Several reports have suggested that the incidence of otosclerosis is declining. However, due to the limitations of epidemiologic databases within the United States, little is known about the incidence of congenital stapes footplate fixation (CSFF), much less epidemiological trends over the past 50 years.

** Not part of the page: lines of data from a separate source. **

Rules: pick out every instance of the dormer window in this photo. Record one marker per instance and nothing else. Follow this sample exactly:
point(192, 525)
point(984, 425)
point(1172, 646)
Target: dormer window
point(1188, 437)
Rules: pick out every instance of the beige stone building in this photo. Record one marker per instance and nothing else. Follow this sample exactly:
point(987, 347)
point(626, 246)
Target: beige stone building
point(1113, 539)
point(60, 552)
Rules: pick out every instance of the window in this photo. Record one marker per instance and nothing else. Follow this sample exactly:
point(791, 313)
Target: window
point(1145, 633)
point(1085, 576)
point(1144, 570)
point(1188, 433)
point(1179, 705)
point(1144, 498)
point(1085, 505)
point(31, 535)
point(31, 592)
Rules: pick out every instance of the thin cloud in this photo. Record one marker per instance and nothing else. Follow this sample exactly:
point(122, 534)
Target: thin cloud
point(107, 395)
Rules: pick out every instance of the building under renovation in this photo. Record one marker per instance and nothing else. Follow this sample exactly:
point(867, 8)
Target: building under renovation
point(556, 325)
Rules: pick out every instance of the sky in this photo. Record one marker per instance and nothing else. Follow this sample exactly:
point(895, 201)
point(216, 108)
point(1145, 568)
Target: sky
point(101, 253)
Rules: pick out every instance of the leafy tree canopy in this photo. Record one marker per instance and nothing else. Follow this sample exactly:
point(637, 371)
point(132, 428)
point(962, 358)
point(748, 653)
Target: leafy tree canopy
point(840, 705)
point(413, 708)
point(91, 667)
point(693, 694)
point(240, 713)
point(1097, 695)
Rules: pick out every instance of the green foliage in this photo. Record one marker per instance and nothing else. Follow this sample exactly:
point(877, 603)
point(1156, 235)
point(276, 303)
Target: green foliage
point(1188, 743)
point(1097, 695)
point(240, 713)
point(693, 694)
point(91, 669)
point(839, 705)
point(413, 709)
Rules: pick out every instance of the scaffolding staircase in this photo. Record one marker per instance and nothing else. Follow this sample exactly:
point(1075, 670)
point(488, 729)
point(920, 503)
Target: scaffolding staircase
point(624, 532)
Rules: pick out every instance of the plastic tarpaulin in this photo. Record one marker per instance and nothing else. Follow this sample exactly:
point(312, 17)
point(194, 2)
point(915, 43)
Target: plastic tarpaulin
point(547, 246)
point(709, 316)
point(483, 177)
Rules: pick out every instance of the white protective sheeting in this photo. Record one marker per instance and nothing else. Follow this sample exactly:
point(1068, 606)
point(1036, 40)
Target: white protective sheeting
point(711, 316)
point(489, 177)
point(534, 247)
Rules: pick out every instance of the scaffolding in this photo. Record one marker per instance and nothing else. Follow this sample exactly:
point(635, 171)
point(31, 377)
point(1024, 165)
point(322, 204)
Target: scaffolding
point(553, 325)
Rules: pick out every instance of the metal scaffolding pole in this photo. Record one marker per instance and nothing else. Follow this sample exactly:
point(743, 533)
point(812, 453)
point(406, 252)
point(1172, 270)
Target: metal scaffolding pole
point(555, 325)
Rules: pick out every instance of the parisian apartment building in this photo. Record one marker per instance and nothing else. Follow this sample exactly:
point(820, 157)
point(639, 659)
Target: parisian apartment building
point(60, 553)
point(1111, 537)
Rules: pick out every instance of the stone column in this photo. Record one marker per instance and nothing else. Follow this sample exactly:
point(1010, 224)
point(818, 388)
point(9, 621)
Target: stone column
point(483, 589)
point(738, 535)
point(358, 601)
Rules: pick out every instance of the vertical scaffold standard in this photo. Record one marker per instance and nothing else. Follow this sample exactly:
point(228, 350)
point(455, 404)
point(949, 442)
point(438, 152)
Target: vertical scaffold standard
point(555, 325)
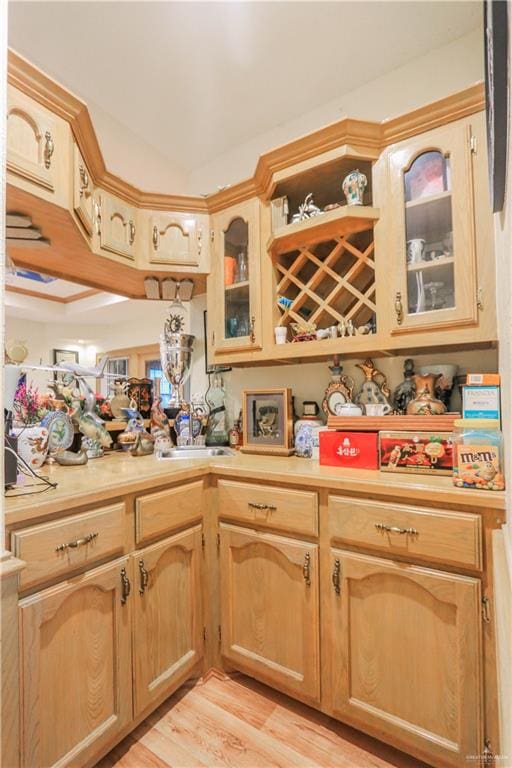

The current study was conceived to characterize the epidemiology of CSFF over the past five decades using the unique resources of the Rochester Epidemiology Project (REP).
The medical records of every resident of Olmsted County, Minnesota who was diagnosed with CSFF was reviewed from January 1, 1970 to December 12, 2017 using the REP. The population of Olmsted County on January 1, 2017 was 159,689 persons.
Main Outcome Measure:
Incidence of CSFF.
Sixteen cases of CSFF were identified at a median age at diagnosis of 8 years (IQR, 6–17), eight of whom confirmed by exploratory tympanotomy. Three of the 16 (19%) cases were bilateral, and the median pure-tone average (500, 1k, 2k, 3k Hz) at time of diagnosis was 37 dB (IQR, 31–48). Two (13%) cases were identified in patients bearing a syndromic condition and one (6%) case demonstrated a malformed external ear on physical examination. The incidence rate of surgically confirmed cases among residents of Olmsted County was 0.31 per 100,000 person-years from 1970 to 1979 and 0.28 from 2000 to 2009. No incident cases among residents of Olmsted County were identified since 2010.
CSFF constitutes a rare disease. Unlike epidemiological trends in otosclerosis, the incidence of surgically confirmed cases of CSFF remained stable over the past 50 years.